Saudi Arabia got involved last March by launching airstrikes in support of Hadi against rebel targets in Yemen. Thousands of civilians have been killed in the violence.

Among the most recent victims was Almigdad Mojalli, a Yemeni journalist who reported for Western media outlets and worked for international organizations.

He was struck in an airstrike on the outskirts of Sanaa and later died of his injures, officials said.

Mojalli had been reporting for Voice of America since October, according to VOA.

Separately, at least 11 people were killed and 16 injured Sunday in a powerful car bomb explosion that targeted the head of security in the Yemeni city of Aden, senior security officials told CNN.

Shalal Shayyeh escaped the attack with injuries, and has been moved to an undisclosed location for security purposes, the officials said. Two of his bodyguards were killed in the attack, and at least six others were injured.

The attack is the latest in a series of assassinations or attempts in Aden over the last month.
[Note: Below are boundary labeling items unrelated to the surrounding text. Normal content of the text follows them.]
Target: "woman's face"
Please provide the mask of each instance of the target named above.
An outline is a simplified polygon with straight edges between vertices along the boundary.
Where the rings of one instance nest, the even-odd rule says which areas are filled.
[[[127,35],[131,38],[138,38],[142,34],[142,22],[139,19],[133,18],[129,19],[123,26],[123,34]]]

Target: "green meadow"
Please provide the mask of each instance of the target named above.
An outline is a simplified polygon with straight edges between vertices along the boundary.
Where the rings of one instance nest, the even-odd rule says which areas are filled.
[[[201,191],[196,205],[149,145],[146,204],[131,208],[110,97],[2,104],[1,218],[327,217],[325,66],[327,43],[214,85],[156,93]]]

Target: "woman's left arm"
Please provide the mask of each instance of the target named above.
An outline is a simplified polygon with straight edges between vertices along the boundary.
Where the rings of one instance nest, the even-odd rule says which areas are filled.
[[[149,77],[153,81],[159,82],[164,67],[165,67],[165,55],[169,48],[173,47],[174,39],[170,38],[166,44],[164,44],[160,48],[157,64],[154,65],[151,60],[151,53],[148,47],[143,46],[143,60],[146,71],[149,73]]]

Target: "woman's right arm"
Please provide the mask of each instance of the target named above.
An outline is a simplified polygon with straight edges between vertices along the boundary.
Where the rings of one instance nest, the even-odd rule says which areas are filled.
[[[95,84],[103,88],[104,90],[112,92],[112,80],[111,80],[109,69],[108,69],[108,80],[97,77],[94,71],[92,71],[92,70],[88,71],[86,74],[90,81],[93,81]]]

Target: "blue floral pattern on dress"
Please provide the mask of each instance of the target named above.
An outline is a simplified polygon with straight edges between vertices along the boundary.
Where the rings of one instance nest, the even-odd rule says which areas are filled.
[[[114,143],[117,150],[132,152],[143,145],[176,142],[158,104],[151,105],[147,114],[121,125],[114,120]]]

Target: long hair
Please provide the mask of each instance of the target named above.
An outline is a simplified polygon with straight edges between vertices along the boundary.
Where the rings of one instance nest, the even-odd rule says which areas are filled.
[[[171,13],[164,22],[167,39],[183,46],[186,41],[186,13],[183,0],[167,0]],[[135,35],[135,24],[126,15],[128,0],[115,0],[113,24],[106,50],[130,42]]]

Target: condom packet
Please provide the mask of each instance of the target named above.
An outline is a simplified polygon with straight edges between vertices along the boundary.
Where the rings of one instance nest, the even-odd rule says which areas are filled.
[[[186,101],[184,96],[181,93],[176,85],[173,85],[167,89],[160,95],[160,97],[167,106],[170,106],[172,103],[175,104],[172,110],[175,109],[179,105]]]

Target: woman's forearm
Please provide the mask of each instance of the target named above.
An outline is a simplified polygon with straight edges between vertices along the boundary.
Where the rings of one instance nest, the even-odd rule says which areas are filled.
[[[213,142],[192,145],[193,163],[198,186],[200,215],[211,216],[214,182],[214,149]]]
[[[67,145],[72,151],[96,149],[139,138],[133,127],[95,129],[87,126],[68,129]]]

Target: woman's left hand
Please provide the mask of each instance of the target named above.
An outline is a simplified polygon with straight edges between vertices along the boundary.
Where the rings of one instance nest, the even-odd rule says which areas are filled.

At least 25 officials have been killed in that city since early December, when the former governor of Aden was targeted in an ISIS car bombing.

Aden has been the headquarters for President Hadi and his allied Yemeni government since July, when Saudi-led coalition forces defeated the Houthis there.

The city faces serious security challenges, including militant groups that control key districts, and there are concerns over the future of the temporary capital.